[Syllabus from page 323 intentionally omitted] [Statement of Case from pages 323-324 intentionally omitted]
The opinion of the court was delivered by: Waite, C. J.
A. Chester, for appellants.
Henry Beard and C. H. Armes, for appellee.
There is but a single question presented by this appeal, to-wit, whether, if a promissory note, negotiable by the law-merchant, is made by a citizen of one state to a citizen of the same state, and secured by a mortgage from the maker to the payee, an indorsee of the note can, since the act of March 3, 1875, c. 137, (1 Supp. Rev. St. 173,) sue in the courts of the United States to foreclose the mortgage, and obtain a sale of the mortgaged property.

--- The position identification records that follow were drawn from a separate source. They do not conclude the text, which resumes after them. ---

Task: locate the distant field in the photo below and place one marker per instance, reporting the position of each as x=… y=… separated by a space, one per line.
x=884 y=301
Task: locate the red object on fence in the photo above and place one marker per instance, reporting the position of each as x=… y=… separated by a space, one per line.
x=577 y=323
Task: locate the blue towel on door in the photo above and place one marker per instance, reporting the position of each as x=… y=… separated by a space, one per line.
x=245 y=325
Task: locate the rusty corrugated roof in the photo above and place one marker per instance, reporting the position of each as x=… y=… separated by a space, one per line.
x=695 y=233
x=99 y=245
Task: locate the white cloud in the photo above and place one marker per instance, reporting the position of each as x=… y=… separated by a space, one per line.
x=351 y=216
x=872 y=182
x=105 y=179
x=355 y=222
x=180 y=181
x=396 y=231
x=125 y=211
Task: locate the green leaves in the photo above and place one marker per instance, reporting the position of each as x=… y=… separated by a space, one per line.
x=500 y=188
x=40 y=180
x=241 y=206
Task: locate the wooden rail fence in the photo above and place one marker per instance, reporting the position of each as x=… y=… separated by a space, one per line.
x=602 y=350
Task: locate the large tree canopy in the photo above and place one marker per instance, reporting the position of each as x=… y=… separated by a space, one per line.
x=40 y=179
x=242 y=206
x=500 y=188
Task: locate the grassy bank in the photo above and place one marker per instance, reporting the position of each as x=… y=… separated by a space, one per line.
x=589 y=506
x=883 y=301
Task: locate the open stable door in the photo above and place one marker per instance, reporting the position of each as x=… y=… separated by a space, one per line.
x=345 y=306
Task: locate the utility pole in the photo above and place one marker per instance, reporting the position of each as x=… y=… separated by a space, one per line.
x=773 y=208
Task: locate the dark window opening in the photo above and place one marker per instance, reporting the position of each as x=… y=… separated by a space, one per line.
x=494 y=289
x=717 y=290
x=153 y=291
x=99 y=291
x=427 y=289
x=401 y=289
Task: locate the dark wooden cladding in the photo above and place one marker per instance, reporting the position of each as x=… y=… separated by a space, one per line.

It was held in Sheldon v. Sill, 8 How. 441, that such a suit could not be maintained under the eleventh section of the judiciary act of 1789, because in equity the mortgage was but an incident of the debt, and as the indorsee could not sue on the note, he could not sue to enforce the mortgage. The language of Mr. Justice GRIER, speaking for the court in that case, is this, (p. 450:) 'The complainant in this case is the purchaser and assignee of a sum of money, a debt, a chose in action, not of a tract of land. He seeks to recover by this action a debt assigned to him. He is, therefore, the 'assignee of a chose in action,' within the letter and spirit of the act of congress under consideration, and cannot support this action in the circuit court of the United States, where his assignor could not.' This clearly implies that if a suit could be brought on the note, it could for the foreclosure of the mortgage, should there be no other objection to the jurisdiction than the citizenship of the payee and maker.
In the judiciary act of 1789 it was expressly provided that the circuit courts could not take cognizance of a suit to recover the contents of any promissory note or other chose in action in favor of an assignee, unless a suit might have been prosecuted in such court to recover the contents, if no assignment had been made, except in cases of foreign bills of exchange. The act of 1875, however, removes this restriction in suits on 'promissory notes negotiable by the law-merchant;' and now the jurisdiction in such suits is made to depend on the citizenship of the parties as in other cases.
Since, therefore, the indorsee could have sued in the circuit court on the note now in question, it follows that, as there is no objection to the jurisdiction other than the citizenship of the original payee, the suit to foreclose the mortgage was properly brought. The decree is affirmed.
© 1992-2012 VersusLaw ...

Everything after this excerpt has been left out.